John L Walters 

Lizz Wright

London jazz festival
  
  

Lizz Wright
Lizz Wright... A self-possessed young singer with a warm, attractive presence and a rich, strong voice Photograph: Public domain

How does she do it? Somehow, Lizz Wright is turning an early evening concert at the Purcell Room into an intimate, after-hours club. With a small, mainly acoustic band and some subtle lighting - which casts her statuesque silhouette on the side wall - the self-possessed young singer makes the South Bank's chilliest venue feel like a soiree for friends.

The timbre of her voice is what strikes you first - rich and strong, infused with gospel and the vocal heritage of jazz. She has a warm, attractive presence: sincere and not overly chatty but not shy. When she says a few words about the way that music is made by everybody in the room, and how much she appreciates our close attention to the music, everyone in the sold-out house returns her love tenfold.

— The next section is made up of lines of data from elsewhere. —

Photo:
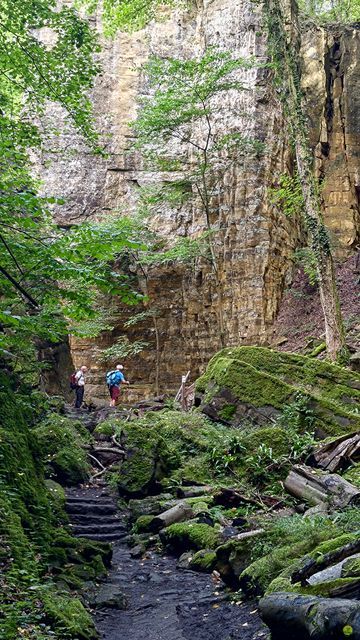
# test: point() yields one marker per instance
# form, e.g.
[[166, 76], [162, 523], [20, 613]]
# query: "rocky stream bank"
[[147, 595], [180, 524]]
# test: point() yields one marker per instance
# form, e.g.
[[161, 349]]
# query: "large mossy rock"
[[60, 443], [256, 383], [167, 449], [184, 536]]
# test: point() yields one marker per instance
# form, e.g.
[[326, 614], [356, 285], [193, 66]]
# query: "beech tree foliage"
[[46, 274], [282, 30], [340, 11]]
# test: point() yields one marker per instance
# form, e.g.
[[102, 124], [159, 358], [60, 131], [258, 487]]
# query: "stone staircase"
[[93, 514]]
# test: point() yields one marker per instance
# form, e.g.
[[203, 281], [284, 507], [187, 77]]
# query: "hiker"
[[79, 386], [113, 380]]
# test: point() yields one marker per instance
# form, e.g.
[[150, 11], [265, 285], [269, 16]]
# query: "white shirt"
[[80, 378]]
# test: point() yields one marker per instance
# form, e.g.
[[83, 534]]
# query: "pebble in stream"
[[166, 603]]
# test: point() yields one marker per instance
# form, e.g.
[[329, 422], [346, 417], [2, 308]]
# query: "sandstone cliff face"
[[255, 242], [331, 80]]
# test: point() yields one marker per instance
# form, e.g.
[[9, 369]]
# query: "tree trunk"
[[194, 492], [338, 453], [179, 513], [307, 617], [319, 488], [285, 47], [315, 565], [330, 303]]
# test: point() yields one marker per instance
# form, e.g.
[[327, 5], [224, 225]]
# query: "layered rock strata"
[[255, 242]]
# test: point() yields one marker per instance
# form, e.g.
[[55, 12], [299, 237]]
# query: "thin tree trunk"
[[287, 48]]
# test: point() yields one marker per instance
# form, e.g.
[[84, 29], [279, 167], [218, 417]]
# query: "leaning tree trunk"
[[334, 328], [298, 617], [284, 40]]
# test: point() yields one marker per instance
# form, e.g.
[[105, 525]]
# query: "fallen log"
[[321, 488], [194, 492], [339, 453], [303, 617], [178, 513], [328, 559], [232, 498]]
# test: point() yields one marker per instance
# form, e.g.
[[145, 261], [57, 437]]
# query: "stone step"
[[116, 527], [103, 537], [72, 499], [88, 518], [90, 508]]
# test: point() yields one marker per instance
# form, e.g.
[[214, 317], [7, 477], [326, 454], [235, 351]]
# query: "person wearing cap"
[[114, 380], [80, 386]]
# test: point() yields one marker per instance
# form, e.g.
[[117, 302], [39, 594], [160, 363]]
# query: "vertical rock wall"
[[331, 81], [255, 242]]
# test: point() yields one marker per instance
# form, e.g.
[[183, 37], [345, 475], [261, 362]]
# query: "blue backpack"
[[111, 378]]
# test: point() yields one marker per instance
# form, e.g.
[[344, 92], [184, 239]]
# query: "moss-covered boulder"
[[352, 475], [232, 558], [151, 505], [142, 524], [259, 382], [60, 443], [68, 616], [35, 550], [168, 448], [351, 568], [184, 536]]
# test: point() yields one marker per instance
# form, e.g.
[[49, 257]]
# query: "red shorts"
[[114, 392]]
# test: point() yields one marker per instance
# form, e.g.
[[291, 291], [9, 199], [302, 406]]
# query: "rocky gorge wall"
[[254, 243]]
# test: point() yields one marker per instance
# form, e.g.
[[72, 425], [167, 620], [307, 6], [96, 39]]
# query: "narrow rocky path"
[[163, 602], [166, 603]]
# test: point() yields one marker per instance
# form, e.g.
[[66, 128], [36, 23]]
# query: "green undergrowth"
[[168, 448], [265, 564], [60, 443], [353, 475], [283, 580], [183, 536], [259, 382], [38, 557]]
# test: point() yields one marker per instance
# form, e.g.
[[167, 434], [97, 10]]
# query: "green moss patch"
[[259, 382], [68, 616], [353, 475], [203, 561], [184, 536]]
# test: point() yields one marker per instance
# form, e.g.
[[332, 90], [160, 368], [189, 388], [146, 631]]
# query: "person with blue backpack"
[[114, 380]]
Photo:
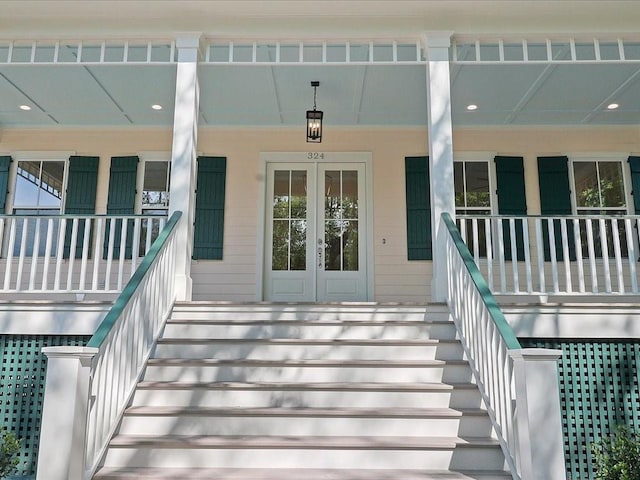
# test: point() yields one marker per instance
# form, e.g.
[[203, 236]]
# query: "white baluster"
[[578, 243], [605, 254], [632, 255], [617, 254], [47, 254], [592, 257], [34, 255]]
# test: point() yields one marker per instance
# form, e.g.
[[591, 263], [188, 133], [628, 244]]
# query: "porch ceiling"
[[350, 95]]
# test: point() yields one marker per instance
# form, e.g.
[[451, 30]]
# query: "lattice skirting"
[[598, 390], [22, 379]]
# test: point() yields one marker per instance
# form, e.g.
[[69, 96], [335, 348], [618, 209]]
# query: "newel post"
[[538, 415], [61, 454]]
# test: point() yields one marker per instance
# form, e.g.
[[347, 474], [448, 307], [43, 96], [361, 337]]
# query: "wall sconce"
[[314, 119]]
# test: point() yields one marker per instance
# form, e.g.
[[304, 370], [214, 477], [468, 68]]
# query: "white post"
[[61, 453], [440, 151], [538, 416], [183, 156]]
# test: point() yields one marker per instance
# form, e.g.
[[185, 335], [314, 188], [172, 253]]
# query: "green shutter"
[[555, 200], [634, 165], [81, 196], [418, 208], [5, 161], [208, 232], [512, 199], [122, 198]]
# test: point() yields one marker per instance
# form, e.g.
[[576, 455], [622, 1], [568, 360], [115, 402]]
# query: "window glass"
[[155, 188], [39, 185], [38, 191], [471, 184], [599, 185]]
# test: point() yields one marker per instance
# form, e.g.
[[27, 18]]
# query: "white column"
[[61, 453], [538, 415], [440, 151], [183, 156]]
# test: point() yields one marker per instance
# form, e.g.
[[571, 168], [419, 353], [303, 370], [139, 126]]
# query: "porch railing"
[[519, 386], [73, 253], [555, 255], [87, 388]]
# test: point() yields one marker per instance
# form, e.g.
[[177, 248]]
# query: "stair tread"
[[340, 412], [305, 341], [282, 473], [301, 442], [316, 386], [304, 362], [308, 322]]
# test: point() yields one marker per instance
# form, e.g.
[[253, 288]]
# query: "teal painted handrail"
[[121, 302], [489, 300]]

The accompaniment is pretty minimal compared to that of her debut album Salt. There's Carl Burnett (acoustic guitar), Jon Cowherd (acoustic and electric pianos) and Jeffrey Haynes (hand percussion). Wright also strums a guitar for several numbers before standing to perform a highly original arrangement of Nature Boy for voice and percussion.

The colourful kit - djembe, congas, timbales and cymbals - leaves space to hear the range of Wright's vocals.

Haynes, a regular collaborator with Cassandra Wilson, is an unstoppable source of energy, whether beating out an intense pulse on cajon or playing right across his unconventional kit. He even attacks the outer shell of his kick drum during an exuberant solo slot. But it is Wright's show. She has the ability to get right inside her material: the cool funk gospel of Walk With Me, Lord; a re-interpreted Narrow Daylight (by Krall and Costello) accompanied by grand piano; the spacey acoustic funk of Chick Corea and Neville Potter's Open Your Eyes You Can Fly, the Flora Purim song she's made her own. Wright has an enviable ability to make focused, commercial music of great honesty. She's the real thing, and that's jazz.